21 Juni 2024
10:34 WIB
Revisi UU Berpotensi Beri Kekuasaan Lebih Pada Polri
Revisi UU Polri termasuk dalam bidang yang secara konstitusi adalah kewenangan lembaga lain.
Penulis: Gisesya Ranggawari
Editor: Leo Wisnu Susapto
Ilustrasi Bintara Polri. tribratanews.polri.go.id.
JAKARTA - Direktur Eksekutif Human Studies Institute (HSI), Rasminto menilai, revisi Undang-Undang (UU) Nomor 2 Tahun 2022 tentang Polri yang sedang dibahas di DPR, berpotensi memberikan kekuasaan berlebih kepada aparat kepolisian.
Pasalnya, ada beberapa pasal yang dikhawatirkan memberikan kewenangan yang terlalu luas kepada institusi Polri.

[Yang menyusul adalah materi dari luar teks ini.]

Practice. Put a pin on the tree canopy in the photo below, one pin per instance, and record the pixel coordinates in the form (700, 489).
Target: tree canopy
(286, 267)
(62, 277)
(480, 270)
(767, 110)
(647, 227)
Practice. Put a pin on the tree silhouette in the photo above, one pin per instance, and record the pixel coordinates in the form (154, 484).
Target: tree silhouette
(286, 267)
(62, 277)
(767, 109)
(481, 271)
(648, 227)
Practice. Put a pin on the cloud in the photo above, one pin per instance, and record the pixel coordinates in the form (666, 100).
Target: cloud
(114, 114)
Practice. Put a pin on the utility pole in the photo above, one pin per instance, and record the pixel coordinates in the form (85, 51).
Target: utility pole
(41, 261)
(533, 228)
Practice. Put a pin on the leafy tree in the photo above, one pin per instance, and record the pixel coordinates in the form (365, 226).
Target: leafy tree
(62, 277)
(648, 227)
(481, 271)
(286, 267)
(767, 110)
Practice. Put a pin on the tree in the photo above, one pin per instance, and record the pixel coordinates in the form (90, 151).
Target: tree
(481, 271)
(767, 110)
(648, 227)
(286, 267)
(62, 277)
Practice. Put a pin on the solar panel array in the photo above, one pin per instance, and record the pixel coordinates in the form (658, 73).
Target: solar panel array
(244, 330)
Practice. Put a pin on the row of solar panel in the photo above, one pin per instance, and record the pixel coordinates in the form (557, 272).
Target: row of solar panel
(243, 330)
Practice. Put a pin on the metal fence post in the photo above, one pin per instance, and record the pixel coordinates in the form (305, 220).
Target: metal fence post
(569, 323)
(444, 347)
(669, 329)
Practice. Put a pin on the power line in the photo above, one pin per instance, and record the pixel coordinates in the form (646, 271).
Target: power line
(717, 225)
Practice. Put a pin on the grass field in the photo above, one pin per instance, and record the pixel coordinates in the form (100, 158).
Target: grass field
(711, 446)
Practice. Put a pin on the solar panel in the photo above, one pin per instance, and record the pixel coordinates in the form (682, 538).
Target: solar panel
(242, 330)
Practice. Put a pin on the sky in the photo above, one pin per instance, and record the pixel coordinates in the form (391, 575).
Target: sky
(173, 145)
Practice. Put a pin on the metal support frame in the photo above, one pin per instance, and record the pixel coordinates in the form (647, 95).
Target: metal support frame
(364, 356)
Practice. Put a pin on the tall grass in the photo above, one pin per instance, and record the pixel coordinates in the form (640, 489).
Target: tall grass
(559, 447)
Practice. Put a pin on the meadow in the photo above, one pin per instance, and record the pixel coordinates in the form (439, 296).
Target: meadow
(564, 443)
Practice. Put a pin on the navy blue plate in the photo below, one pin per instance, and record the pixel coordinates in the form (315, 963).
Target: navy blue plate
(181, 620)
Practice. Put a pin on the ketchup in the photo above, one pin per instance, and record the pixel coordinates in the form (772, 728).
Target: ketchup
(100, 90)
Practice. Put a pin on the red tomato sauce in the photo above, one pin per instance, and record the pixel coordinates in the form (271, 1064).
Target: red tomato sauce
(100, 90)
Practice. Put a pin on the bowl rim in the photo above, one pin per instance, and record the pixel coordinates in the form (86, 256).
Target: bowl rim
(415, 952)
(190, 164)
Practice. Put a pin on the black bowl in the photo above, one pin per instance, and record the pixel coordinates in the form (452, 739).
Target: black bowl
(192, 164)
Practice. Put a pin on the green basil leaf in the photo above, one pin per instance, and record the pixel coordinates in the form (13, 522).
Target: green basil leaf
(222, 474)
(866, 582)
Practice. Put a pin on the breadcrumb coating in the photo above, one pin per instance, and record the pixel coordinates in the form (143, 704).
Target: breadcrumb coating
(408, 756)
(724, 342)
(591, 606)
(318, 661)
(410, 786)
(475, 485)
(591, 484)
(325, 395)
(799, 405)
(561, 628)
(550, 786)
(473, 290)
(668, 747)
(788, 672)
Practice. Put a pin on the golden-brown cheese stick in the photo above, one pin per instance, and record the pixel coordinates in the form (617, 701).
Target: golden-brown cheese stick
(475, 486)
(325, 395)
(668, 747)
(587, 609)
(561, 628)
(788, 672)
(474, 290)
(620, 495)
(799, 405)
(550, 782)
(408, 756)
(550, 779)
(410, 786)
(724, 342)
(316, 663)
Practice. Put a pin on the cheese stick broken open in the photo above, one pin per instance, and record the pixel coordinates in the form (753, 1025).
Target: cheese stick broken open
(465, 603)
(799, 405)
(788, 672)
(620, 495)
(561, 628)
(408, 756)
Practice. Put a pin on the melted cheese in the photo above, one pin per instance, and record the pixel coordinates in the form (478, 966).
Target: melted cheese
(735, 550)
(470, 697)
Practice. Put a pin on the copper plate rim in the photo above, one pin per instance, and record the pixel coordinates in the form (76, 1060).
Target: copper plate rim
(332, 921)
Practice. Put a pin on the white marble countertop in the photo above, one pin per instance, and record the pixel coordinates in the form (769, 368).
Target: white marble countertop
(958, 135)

Termasuk dalam bidang yang secara konstitusi seharusnya menjadi kewenangan lembaga lain.
"Kritik utama terhadap revisi UU Polri berkisar pada potensi penumpukan kekuasaan berlebih di tangan Polri yang juga dapat menimbulkan konflik kewenangan dengan instansi lain," papar Rasminto dalam keterangan tertulis, Kamis (20/6) malam.
Dia mengingatkan revisi UU Polri ini semangat awalnya untuk memastikan adanya reformasi Polri. Bukan justru menjadikan Polri sebagai lembaga superpower yang dapat mengabaikan atau mengambil alih peran dan fungsi kementerian/lembaga lain.

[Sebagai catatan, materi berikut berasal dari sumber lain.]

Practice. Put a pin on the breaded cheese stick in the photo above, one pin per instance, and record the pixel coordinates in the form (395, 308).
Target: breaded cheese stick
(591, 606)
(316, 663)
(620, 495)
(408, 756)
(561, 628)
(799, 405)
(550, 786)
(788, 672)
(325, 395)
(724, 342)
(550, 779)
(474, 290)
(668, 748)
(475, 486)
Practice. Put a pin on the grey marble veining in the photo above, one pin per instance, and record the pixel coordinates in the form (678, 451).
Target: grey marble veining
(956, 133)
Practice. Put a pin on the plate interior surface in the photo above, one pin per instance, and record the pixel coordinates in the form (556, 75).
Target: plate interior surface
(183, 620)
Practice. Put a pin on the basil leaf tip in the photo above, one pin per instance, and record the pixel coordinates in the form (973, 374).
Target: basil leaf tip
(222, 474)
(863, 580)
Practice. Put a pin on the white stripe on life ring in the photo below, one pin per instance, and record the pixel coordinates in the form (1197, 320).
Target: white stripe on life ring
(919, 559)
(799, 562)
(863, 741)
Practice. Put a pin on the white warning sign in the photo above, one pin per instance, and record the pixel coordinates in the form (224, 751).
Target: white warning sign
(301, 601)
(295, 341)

Menurut Rasminto, Polri tetap harus menjaga keseimbangan, guna mencegah potensi penyalahgunaan wewenang, yang bisa berimbas pada ancaman prinsip-prinsip demokrasi dan HAM.

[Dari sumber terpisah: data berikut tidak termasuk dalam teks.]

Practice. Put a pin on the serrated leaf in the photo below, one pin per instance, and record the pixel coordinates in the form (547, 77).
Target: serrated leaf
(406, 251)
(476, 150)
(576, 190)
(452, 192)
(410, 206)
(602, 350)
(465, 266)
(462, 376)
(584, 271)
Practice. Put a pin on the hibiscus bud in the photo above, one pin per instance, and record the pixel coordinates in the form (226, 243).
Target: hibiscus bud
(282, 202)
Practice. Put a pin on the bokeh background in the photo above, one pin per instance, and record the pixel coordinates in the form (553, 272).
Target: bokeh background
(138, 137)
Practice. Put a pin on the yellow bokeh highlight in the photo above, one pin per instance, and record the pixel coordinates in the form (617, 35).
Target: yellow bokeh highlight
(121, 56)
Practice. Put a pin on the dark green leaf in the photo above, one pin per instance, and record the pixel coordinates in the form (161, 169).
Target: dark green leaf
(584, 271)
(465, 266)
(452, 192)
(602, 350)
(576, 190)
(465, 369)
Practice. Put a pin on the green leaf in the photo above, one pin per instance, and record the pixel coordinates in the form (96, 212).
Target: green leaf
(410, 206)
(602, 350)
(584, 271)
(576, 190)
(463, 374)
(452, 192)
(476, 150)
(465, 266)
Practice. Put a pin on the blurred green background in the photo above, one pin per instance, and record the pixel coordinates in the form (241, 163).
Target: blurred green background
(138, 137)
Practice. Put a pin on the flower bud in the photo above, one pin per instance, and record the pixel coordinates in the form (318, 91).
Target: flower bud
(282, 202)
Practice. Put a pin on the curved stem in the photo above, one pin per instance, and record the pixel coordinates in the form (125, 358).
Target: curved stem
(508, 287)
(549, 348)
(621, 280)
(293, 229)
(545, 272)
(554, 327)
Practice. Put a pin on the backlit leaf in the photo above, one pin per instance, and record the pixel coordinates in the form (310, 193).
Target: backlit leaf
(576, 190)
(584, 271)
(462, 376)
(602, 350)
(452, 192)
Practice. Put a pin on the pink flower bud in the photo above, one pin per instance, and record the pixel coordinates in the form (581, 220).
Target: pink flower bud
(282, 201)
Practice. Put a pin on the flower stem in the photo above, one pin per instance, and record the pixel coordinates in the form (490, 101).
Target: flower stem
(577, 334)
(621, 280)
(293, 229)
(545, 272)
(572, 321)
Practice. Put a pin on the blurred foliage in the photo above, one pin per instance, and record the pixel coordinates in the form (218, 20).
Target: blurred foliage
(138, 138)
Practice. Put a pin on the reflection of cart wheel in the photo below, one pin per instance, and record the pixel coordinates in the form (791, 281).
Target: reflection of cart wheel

"Situasi ini mengharuskan adanya pengawasan dan pembatasan yang jelas," cetus Rasminto.
Atas dasar itu, Rasminto mendesak agar pembahasan revisi UU Polri harus dilandasi oleh semangat reformasi yang menekankan terhadap pentingnya akuntabilitas, transparansi serta mengedepankan prinsip HAM.
Maka nantinya, lanjut dia, reformasi Polri melalui pengaturan kelembagaan berdasarkan peraturan perundang-undangan perlu dirancang sedemikian rupa.
"Hal itu supaya dapat mewujudkan sinergi yang efektif antar lembaga, meningkatkan kepercayaan publik serta memperkuat tatanan hukum di Indonesia," tandas Rasminto.